Falar de novela é garimpar o silêncio. É levar um carão, ganhar um sabão. Faça o teste. Há quem solte um pigarro, cujo ruído poder ser traduzido por "vá procurar sua turma". Há quem dê uma mexidinha infame nas cadeiras, transferindo para os quadris o que gostaria de fazer com a cabeça.

Essas repulsas fazem lembrar o clássico livro A leitura social da novela das oito, no qual a pesquisadora Ondina Leal registrou a vergonha da classe média em admitir seu gosto pelo folhetim – esse gênero tão brasileiro quanto a crônica. Para essa parcela da população, romances na tevê se resumem a passatempo de domésticas.

O país mudou muito, é claro. Veja-se o empenho cívico em mandar o Rafinha Bastos para o inferno... por causa de uma piada ruim. Temo pelo Diogo Portugal. O humor anda nas bocas, mas novelas continuam sendo um hábito solitário, um pecado venial que, dizem, faz nascer pelos nas mãos. Suspeito que muitas estatísticas sobre o assunto durmam nos confessionários, onde os noveleiros são redimidos mediante carreiras de pais-nossos.

Sugiro aplicar o outing – aquele remédio amargo usado para tirar a turma do armário. Vamos denunciar os fãs de Aguinaldo Silva que usam pretinho básico. A medida ajudaria a admitir a contribuição do folhetim ao progresso da nação. Imagino uma campanha nos outdoors, com a imagem do governador, ou sei lá, debaixo de um imenso carimbo: "Novela. Ele assiste".

A quem interessar possa, a USP tem um núcleo de pesquisa em telenovela. De lá saiu a informação de que graças aos dramas das 6, 7, 8 muitos tiveram acesso a debates que não lhe chegariam pela escola ou pelas igrejas. A lista vai de variantes da sexualidade a distúrbios de personalidade. Sem falar nas experimentações estéticas. Lembra de Bebê a bordo ao som de "Carmina Burana"?

Ao me dar conta disso, foi um tal de lembrar tratados dramatúrgicos que vi deitado no sofá lá de casa. Exemplos: na primeira versão de Pecado Capital, que acompanhei às espiadelas, Salviano (Lima Duarte) faz cara de gestor e pede a Lucinha (Betty Faria) "que dê um jeito nisso". Boiei: ele falava de aborto. E nunca vou esquecer de Catucha (Débora Duarte) agarrada ao pé de uma cadeira quando o Tarcisão a deixa, em Coração Alado. Se escuto "Atrás da porta", com Elis, lembro daquela cena vista piá de tudo, traçando, inocente, um bife com cebolas.

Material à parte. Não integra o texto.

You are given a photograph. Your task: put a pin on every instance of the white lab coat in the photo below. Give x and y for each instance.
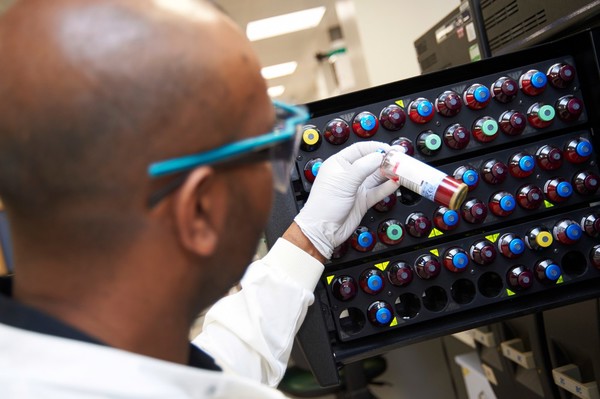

Como já deixei claro que meu interesse é antropológico, podemos tratar de O Astro. Acaba hoje. Toquem a versão do João Bosco. Vi apenas alguns capítulos [juro], mas quem me dera ter feito até álbum de figurinhas. Digo por quê: duvidei e fiz pouco de que alguém pudesse substituir Teresa Rachel e Dina Sfat, para quem arte e vida dispensavam cercas.

Mordi a língua. Havia tempo não surgia uma novela adulta na tevê, cujos personagens nos brindam com a tal da perplexidade da natureza humana – além de fumarem e beberem uísque no meio do expediente. Gostei tanto que entrei na fase de sair no braço com quem falasse mal da Clô da Regina Duarte. Me senti no último estágio antes do internamento.

Curti cada gargalhada de Porcina que ela deu. E tenho para mim que Regina quis homenagear a Elizabeth Taylor – a da fase "tô bandida". Vinda de um casamento das trevas, Clô é premiada com a viuvez, mas repete o erro se enroscando com o cunhado traste, Samir. Estranho. Mas repetir-se é da vida. Eis do que nos serve o espelho mágico da boa dramaturgia – retratar com cores de Almodóvar aquela gotinha de veneno que sem saber provamos a cada dia.

Há outras figuras em carne viva nessa obra de Janete Clair: o milionário franciscano, a bela e seu bandido, a boa mãe adúltera, o miliciano humanitário, o gentleman negligente e a mocinha "porcatchona". Repare nos modos da Lili. Parece mentira, né. Isso é coisa de novela.